EXHUMATION OF THE YOUNGEST HP ROCKS, AT PLATE TECTONIC RATES, DURING PLIO-PLEISTOCENE CONTINENTAL EXTENSION IN SE PAPUA NEW GUINEA
Recent fieldwork in the eastern Prevost Range of Normanby Island, ~50 km SW of the rift tip, has documented the presence of retrogressed blueschists in the deepest structural levels exposed on the domal, northeastern part of the island. The main foliation in the range is interpreted as an exhumation-related lower plate fabric. This fabric dips 10-20° SSW and has a strong SSW stretching direction and shear fabrics indicative of top-to-the-NE shear, parallel to sea floor spreading in the adjacent WWB, suggesting that extension in the continental and oceanic crust are kinematically linked. Active NNE striking normal faults and/or transfer faults post-date the main foliation and tilt the range westward.

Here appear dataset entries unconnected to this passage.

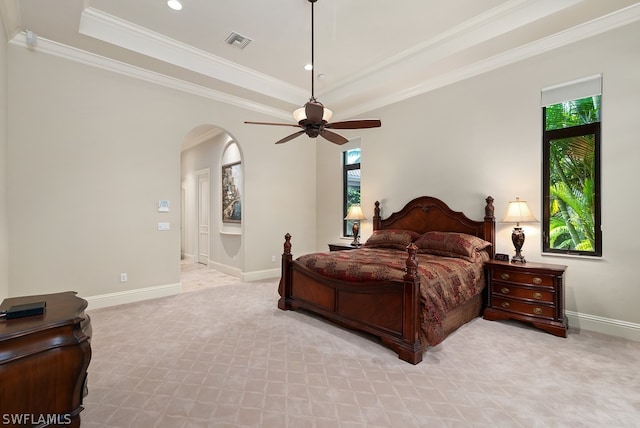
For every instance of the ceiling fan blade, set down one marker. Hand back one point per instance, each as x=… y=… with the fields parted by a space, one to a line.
x=355 y=124
x=314 y=111
x=271 y=123
x=290 y=137
x=333 y=137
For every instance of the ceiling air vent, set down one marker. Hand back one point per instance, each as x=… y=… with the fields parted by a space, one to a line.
x=237 y=40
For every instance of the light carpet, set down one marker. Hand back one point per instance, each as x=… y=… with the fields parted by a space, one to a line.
x=227 y=357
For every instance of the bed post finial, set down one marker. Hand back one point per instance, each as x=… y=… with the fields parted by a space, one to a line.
x=287 y=244
x=489 y=209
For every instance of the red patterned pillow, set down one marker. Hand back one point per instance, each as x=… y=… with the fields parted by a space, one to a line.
x=451 y=244
x=391 y=238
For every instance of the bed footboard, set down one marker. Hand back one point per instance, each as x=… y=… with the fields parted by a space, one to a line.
x=389 y=309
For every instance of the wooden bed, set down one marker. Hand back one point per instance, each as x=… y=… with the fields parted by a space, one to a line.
x=387 y=309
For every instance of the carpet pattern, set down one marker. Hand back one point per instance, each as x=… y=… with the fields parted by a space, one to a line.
x=227 y=357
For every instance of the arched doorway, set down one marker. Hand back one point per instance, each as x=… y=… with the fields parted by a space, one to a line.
x=208 y=236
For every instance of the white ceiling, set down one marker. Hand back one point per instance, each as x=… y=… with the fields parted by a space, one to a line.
x=370 y=53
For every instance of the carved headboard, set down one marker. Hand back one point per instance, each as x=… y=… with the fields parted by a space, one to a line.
x=426 y=214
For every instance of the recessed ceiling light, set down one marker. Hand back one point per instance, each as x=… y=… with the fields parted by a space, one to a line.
x=174 y=4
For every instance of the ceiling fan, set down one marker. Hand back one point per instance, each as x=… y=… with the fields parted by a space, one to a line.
x=313 y=118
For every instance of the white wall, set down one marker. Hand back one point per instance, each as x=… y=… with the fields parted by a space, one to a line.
x=91 y=152
x=483 y=137
x=4 y=225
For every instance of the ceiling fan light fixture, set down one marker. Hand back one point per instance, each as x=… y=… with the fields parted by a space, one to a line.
x=174 y=4
x=301 y=114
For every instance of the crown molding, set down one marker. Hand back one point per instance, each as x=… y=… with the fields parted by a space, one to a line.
x=612 y=21
x=10 y=13
x=481 y=28
x=90 y=59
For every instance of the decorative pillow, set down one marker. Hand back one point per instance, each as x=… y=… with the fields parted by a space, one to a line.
x=391 y=238
x=451 y=244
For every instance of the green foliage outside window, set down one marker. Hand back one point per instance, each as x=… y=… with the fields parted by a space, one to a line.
x=571 y=180
x=351 y=182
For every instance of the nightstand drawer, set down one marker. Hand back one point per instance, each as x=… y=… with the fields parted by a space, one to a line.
x=527 y=278
x=543 y=311
x=522 y=293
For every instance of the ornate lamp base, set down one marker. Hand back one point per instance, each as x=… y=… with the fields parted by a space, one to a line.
x=356 y=238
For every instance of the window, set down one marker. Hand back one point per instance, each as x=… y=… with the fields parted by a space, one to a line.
x=571 y=175
x=351 y=183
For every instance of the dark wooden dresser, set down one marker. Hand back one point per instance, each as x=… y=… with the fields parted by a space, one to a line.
x=43 y=362
x=529 y=292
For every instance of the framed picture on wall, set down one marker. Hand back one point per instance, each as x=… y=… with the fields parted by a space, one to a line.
x=231 y=196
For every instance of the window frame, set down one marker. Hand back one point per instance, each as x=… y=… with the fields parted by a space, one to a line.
x=548 y=136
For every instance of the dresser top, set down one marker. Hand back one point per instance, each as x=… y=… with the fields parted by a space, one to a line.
x=527 y=265
x=62 y=309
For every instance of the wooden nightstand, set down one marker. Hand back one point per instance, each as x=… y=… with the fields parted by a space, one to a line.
x=529 y=292
x=342 y=247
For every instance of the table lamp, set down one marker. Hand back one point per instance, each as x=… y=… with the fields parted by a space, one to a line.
x=518 y=212
x=355 y=213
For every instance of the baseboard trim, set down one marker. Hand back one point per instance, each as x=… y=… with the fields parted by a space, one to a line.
x=617 y=328
x=130 y=296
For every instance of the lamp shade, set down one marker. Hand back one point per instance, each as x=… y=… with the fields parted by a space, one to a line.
x=355 y=213
x=518 y=212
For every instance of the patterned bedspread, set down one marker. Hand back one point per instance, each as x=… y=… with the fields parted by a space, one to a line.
x=445 y=282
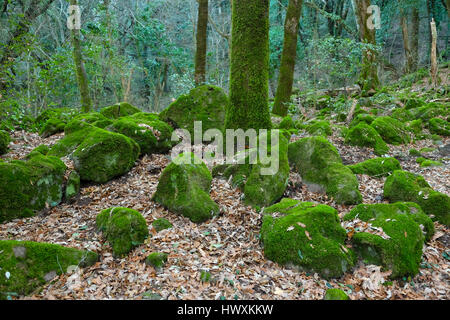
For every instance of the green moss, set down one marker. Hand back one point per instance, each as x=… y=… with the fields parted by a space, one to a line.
x=363 y=135
x=439 y=126
x=406 y=186
x=308 y=237
x=118 y=110
x=5 y=139
x=399 y=251
x=161 y=224
x=392 y=131
x=152 y=134
x=336 y=294
x=207 y=104
x=30 y=186
x=320 y=165
x=376 y=167
x=320 y=128
x=184 y=188
x=123 y=228
x=157 y=259
x=30 y=263
x=72 y=186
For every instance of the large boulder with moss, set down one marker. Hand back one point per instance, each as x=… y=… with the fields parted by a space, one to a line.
x=26 y=265
x=363 y=135
x=407 y=186
x=184 y=187
x=30 y=186
x=152 y=134
x=376 y=167
x=321 y=168
x=205 y=103
x=118 y=110
x=98 y=155
x=4 y=142
x=308 y=236
x=390 y=235
x=391 y=130
x=123 y=228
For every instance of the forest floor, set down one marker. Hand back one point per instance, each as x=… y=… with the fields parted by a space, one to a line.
x=227 y=246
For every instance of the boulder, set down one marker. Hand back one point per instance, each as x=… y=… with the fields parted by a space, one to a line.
x=184 y=187
x=321 y=168
x=390 y=235
x=308 y=236
x=123 y=228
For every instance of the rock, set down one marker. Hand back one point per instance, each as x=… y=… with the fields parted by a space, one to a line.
x=31 y=264
x=72 y=186
x=335 y=294
x=5 y=139
x=184 y=187
x=308 y=236
x=161 y=224
x=30 y=186
x=393 y=237
x=320 y=165
x=391 y=130
x=363 y=135
x=123 y=228
x=406 y=186
x=118 y=110
x=152 y=134
x=377 y=167
x=205 y=103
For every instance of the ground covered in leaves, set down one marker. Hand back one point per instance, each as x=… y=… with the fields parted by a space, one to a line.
x=227 y=246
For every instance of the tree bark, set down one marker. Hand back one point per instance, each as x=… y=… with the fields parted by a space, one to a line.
x=249 y=72
x=287 y=67
x=86 y=102
x=202 y=36
x=369 y=74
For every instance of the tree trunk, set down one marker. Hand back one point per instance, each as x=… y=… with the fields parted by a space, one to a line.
x=287 y=68
x=202 y=36
x=249 y=72
x=369 y=74
x=86 y=102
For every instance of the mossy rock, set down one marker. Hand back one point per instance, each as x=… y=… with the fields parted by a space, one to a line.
x=376 y=167
x=87 y=120
x=152 y=134
x=320 y=166
x=320 y=128
x=157 y=260
x=400 y=249
x=439 y=126
x=336 y=294
x=123 y=228
x=161 y=224
x=118 y=110
x=52 y=126
x=406 y=186
x=5 y=139
x=363 y=135
x=392 y=131
x=31 y=264
x=207 y=104
x=30 y=186
x=184 y=187
x=72 y=186
x=309 y=236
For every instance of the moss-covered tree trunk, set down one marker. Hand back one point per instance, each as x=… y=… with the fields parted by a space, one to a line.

The discovery of retrogressed blueschists on Normanby Island, together with 1) eclogite relics preserved in the lower plates of mccs on Fergusson and Goodenough Islands and 2) blueschists previously reported in the Dayman Dome on the Papuan Peninsula, lead us to propose that a regionally extensive subduction complex was exhumed during continental rifting associated with the reorganization of the Australian-Solomon Sea/Woodlark plate boundary zone. The plate tectonic rates at which these HP rocks were exhumed indicate that the transition from convergent to extensional tectonism and accompanying decompression reactions can occur on timescales < 1 Ma. Ongoing P-T-t-D studies will determine whether the blueschists were exhumed during convergence, or during subsequent continental extension associated with the propagation of the WWB spreading center.